Molecular Sets (MOSES): A benchmarking platform for molecular generation models

Deep generative models are rapidly becoming popular for the discovery of new molecules and materials. Such models learn on a large collection of molecular structures and produce novel compounds. In this work, we introduce Molecular Sets (MOSES), a benchmarking platform to support research on machine learning for drug discovery. MOSES implements several popular molecular generation models and provides a set of metrics to evaluate the quality and diversity of generated molecules. With MOSES, we aim to standardize the research on molecular generation and facilitate the sharing and comparison of new models.

For more details, please refer to the paper.

If you are using MOSES in your research paper, please cite us as

@article{10.3389/fphar.2020.565644,
  title={{M}olecular {S}ets ({MOSES}): {A} {B}enchmarking {P}latform for {M}olecular {G}eneration {M}odels},
  author={Polykovskiy, Daniil and Zhebrak, Alexander and Sanchez-Lengeling, Benjamin and Golovanov, Sergey and Tatanov, Oktai and Belyaev, Stanislav and Kurbanov, Rauf and Artamonov, Aleksey and Aladinskiy, Vladimir and Veselov, Mark and Kadurin, Artur and Johansson, Simon and  Chen, Hongming and Nikolenko, Sergey and Aspuru-Guzik, Alan and Zhavoronkov, Alex},
  journal={Frontiers in Pharmacology},
  year={2020}
}

Dataset

We propose a benchmarking dataset refined from the ZINC database.

The set is based on the ZINC Clean Leads collection. It contains 4,591,276 molecules in total, filtered by molecular weight in the range from 250 to 350 Daltons, a number of rotatable bonds not greater than 7, and XlogP less than or equal to 3.5. We removed molecules containing charged atoms or atoms besides C, N, S, O, F, Cl, Br, H or cycles longer than 8 atoms. The molecules were filtered via medicinal chemistry filters (MCFs) and PAINS filters.

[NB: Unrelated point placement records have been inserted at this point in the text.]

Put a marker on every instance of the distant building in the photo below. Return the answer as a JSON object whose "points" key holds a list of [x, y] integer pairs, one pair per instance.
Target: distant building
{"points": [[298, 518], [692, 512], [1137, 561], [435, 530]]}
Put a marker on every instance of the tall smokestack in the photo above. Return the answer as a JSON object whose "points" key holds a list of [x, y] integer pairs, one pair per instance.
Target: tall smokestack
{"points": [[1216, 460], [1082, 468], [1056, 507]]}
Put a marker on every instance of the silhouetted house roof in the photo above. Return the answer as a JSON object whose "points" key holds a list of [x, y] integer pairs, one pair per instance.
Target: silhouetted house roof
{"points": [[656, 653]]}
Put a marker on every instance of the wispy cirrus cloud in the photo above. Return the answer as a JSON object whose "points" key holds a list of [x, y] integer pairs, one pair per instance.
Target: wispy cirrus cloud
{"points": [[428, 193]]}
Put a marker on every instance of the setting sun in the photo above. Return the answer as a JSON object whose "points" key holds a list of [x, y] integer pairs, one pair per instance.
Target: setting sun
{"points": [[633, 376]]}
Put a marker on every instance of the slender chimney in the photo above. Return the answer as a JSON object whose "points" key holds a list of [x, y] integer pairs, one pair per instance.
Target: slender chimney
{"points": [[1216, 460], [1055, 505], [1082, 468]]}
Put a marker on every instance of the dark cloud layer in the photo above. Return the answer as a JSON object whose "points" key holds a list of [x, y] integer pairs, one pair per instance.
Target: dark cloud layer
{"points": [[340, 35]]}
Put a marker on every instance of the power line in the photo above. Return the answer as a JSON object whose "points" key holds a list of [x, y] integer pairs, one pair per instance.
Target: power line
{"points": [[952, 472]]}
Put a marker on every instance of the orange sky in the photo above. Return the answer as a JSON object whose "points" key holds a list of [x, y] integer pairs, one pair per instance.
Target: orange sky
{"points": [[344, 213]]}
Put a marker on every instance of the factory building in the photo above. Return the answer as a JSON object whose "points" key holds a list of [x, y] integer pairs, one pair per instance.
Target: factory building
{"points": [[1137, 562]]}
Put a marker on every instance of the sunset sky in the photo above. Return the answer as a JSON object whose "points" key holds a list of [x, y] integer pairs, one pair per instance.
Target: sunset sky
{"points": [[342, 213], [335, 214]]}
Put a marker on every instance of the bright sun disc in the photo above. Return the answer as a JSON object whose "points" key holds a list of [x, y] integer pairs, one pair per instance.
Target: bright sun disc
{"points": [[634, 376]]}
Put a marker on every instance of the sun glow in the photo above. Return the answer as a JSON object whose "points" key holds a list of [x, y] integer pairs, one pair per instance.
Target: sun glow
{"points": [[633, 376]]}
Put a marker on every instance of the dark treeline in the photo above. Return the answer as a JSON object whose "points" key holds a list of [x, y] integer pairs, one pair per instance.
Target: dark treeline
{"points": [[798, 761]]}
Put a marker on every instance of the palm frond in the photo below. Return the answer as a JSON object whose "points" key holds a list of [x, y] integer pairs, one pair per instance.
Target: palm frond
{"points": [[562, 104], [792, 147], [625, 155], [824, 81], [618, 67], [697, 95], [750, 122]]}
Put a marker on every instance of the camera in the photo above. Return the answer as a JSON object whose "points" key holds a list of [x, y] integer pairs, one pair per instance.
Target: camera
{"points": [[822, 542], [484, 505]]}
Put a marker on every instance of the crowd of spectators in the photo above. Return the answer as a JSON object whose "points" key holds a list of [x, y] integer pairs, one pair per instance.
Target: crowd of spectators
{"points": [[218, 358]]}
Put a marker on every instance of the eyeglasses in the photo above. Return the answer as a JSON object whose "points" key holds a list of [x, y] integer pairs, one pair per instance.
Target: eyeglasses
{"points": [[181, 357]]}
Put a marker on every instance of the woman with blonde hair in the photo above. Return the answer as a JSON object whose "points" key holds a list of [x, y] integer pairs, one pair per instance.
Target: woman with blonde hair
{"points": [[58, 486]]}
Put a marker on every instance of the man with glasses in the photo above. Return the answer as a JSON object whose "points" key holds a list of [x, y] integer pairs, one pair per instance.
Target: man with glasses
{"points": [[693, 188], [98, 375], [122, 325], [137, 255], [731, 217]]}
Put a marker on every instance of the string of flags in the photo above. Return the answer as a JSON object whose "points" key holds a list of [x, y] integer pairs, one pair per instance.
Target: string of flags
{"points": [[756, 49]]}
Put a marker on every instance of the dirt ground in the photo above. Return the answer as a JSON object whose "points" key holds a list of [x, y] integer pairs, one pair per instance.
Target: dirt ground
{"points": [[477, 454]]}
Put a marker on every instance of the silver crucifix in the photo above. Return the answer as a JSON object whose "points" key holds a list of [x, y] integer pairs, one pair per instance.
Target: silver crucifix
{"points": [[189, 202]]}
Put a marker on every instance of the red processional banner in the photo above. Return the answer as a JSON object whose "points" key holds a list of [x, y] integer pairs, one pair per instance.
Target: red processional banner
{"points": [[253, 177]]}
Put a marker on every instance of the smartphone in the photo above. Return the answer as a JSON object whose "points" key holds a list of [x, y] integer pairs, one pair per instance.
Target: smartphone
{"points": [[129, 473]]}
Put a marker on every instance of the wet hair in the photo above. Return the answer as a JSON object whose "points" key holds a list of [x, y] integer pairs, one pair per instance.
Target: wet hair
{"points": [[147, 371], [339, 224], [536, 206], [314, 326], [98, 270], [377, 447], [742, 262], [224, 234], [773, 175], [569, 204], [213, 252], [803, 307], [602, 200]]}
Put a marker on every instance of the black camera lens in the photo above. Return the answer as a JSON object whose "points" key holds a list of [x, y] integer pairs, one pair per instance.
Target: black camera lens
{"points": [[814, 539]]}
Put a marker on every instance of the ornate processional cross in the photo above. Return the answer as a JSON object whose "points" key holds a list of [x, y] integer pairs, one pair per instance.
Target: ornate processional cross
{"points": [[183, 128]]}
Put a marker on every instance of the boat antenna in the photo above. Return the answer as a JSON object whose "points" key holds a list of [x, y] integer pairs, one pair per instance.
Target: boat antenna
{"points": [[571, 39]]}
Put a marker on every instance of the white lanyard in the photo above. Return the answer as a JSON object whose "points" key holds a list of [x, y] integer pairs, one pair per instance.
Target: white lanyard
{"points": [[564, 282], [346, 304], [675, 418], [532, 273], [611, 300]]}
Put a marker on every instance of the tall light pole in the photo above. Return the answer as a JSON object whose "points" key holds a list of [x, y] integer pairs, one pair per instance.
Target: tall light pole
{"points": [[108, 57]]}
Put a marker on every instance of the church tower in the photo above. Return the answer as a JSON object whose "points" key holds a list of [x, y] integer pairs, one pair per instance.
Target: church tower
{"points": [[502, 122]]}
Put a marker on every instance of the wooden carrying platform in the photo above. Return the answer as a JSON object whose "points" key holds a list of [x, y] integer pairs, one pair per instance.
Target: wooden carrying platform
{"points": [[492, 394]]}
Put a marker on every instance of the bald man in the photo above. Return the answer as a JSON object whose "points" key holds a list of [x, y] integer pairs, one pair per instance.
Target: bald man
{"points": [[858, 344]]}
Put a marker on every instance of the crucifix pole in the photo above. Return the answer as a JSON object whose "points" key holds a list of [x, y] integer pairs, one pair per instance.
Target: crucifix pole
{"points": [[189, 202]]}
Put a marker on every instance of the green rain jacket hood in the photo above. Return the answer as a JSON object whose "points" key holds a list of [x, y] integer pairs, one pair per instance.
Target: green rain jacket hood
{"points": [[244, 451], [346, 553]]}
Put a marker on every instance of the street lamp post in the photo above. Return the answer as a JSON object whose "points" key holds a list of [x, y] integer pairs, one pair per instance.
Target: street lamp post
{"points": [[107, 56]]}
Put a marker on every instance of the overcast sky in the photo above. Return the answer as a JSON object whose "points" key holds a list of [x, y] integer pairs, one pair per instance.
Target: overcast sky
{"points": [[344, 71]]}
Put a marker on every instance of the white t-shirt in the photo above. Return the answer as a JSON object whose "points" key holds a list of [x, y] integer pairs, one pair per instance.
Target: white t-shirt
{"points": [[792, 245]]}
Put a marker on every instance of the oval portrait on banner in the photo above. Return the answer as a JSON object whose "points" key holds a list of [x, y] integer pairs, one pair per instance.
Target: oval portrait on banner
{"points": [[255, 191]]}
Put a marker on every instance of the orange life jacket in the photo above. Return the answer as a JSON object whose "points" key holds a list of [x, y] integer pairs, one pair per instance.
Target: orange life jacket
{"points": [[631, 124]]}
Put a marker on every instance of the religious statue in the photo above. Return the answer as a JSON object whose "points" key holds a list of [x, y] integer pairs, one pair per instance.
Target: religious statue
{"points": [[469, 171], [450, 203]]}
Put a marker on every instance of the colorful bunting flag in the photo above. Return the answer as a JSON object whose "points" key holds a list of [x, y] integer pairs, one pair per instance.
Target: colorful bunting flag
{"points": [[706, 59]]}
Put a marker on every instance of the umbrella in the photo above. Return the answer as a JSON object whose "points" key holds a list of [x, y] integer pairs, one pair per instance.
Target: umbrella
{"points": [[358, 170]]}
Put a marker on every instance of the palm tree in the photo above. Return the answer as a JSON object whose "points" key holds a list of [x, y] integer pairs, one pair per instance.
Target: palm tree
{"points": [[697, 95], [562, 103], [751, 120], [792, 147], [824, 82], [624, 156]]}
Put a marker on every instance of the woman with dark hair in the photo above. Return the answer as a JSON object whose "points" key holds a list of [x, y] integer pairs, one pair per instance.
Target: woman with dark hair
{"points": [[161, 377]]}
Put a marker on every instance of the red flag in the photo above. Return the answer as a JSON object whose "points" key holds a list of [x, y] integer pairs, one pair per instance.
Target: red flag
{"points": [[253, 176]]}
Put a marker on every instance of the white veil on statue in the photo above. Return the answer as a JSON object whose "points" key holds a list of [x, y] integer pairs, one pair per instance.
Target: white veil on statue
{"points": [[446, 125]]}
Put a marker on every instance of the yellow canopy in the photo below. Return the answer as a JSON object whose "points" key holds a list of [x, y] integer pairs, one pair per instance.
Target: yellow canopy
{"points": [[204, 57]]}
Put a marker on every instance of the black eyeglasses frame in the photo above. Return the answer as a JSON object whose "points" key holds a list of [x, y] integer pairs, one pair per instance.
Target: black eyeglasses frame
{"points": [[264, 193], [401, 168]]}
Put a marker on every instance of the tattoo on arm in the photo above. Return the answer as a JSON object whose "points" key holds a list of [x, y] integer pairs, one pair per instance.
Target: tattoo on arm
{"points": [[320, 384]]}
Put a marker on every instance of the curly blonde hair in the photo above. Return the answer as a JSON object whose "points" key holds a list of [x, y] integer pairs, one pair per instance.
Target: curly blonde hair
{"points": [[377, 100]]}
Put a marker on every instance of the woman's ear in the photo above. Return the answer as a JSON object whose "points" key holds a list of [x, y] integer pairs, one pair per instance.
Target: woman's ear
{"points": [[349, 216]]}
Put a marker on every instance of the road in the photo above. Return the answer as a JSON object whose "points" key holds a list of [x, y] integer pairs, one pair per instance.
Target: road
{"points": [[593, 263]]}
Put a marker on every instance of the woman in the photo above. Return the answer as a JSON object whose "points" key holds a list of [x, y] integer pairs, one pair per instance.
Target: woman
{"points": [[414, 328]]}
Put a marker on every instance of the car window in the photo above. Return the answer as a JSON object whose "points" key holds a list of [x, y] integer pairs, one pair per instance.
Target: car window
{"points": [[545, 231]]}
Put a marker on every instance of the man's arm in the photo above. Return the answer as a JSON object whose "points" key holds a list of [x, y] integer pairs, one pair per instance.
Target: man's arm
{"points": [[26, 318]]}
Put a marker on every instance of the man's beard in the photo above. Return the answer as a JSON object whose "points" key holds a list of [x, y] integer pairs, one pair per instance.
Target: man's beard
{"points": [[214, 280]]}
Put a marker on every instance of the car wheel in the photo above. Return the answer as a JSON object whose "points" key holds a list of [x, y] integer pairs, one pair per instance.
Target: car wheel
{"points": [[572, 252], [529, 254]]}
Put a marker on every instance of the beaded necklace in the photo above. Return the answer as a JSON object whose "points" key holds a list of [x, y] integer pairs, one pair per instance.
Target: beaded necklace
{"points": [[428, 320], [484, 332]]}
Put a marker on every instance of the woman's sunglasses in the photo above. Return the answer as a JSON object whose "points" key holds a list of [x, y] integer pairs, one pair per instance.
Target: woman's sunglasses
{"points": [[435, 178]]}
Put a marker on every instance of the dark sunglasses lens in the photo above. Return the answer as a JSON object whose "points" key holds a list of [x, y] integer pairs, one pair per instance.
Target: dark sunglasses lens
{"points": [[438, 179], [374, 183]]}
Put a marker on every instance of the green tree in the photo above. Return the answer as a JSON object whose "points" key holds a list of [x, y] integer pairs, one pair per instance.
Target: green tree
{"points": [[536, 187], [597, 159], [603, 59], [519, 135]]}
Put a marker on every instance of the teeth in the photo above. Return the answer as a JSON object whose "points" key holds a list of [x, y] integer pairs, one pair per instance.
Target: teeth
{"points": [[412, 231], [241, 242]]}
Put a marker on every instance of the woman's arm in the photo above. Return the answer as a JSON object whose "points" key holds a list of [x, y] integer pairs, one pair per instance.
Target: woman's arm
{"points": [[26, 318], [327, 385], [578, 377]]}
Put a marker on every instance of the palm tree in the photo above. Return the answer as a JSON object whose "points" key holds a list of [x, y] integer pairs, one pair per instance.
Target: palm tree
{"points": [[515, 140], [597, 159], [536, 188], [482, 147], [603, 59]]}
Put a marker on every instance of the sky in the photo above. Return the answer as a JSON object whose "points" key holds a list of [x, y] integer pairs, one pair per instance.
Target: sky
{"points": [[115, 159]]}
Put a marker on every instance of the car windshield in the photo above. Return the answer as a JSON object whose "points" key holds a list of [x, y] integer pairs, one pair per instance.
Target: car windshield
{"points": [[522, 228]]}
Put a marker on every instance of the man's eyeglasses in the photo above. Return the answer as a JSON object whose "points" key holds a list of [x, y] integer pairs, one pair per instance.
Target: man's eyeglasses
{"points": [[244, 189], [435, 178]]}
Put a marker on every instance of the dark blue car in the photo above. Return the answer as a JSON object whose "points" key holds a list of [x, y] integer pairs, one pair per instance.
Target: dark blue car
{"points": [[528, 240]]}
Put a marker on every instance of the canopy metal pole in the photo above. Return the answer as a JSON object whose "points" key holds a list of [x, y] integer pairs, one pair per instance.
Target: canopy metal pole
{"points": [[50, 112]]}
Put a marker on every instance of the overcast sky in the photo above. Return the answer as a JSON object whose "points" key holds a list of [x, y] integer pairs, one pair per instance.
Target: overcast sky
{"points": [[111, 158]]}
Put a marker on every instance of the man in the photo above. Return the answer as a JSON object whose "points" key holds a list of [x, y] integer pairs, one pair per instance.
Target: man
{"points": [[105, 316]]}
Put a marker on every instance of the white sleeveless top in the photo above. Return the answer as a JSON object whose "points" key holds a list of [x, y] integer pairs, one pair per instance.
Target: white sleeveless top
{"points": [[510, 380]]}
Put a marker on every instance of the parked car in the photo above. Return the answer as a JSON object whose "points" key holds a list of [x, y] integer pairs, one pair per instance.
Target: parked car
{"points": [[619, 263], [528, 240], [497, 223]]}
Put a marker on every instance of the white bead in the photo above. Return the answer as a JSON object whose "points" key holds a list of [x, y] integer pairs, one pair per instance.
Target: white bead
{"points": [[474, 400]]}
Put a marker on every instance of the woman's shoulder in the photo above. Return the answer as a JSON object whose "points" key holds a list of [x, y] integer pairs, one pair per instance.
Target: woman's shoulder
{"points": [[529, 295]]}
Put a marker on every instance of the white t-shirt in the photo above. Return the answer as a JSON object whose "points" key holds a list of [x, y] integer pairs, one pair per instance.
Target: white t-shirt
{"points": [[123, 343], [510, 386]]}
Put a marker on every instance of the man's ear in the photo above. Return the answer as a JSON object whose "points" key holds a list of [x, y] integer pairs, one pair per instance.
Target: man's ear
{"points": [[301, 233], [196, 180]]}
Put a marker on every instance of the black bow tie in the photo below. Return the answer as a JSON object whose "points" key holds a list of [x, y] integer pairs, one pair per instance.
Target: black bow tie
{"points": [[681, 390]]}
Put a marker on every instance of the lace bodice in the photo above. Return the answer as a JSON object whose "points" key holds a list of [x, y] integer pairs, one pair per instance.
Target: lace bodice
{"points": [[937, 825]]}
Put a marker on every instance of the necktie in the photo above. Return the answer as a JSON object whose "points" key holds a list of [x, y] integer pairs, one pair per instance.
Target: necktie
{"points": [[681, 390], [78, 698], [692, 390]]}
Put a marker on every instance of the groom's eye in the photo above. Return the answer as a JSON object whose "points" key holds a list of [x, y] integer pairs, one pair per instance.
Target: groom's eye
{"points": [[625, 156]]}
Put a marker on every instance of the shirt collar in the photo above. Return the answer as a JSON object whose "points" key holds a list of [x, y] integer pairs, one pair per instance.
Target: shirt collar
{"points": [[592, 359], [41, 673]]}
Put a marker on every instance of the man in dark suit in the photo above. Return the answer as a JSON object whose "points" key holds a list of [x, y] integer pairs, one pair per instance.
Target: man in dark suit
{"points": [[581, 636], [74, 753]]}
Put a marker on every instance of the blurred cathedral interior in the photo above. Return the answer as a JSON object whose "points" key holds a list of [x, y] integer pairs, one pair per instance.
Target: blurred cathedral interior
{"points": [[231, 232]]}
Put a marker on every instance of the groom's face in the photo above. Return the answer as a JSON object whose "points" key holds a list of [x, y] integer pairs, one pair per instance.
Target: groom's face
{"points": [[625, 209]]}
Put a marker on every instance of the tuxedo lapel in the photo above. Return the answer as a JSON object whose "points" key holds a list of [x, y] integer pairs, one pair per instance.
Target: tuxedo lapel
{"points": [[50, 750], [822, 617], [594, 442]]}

The dataset contains 1,936,962 molecular structures. For experiments, we split the dataset into a training, test and scaffold test sets containing around 1.6M, 176k, and 176k molecules respectively. The scaffold test set contains unique Bemis-Murcko scaffolds that were not present in the training and test sets. We use this set to assess how well the model can generate previously unobserved scaffolds.

Models

Metrics

Besides standard uniqueness and validity metrics, MOSES provides other metrics to access the overall quality of generated molecules. Fragment similarity (Frag) and Scaffold similarity (Scaff) are cosine distances between vectors of fragment or scaffold frequencies correspondingly of the generated and test sets. Nearest neighbor similarity (SNN) is the average similarity of generated molecules to the nearest molecule from the test set. Internal diversity (IntDiv) is an average pairwise similarity of generated molecules. Fréchet ChemNet Distance (FCD) measures the difference in distributions of last layer activations of ChemNet. Novelty is a fraction of unique valid generated molecules not present in the training set.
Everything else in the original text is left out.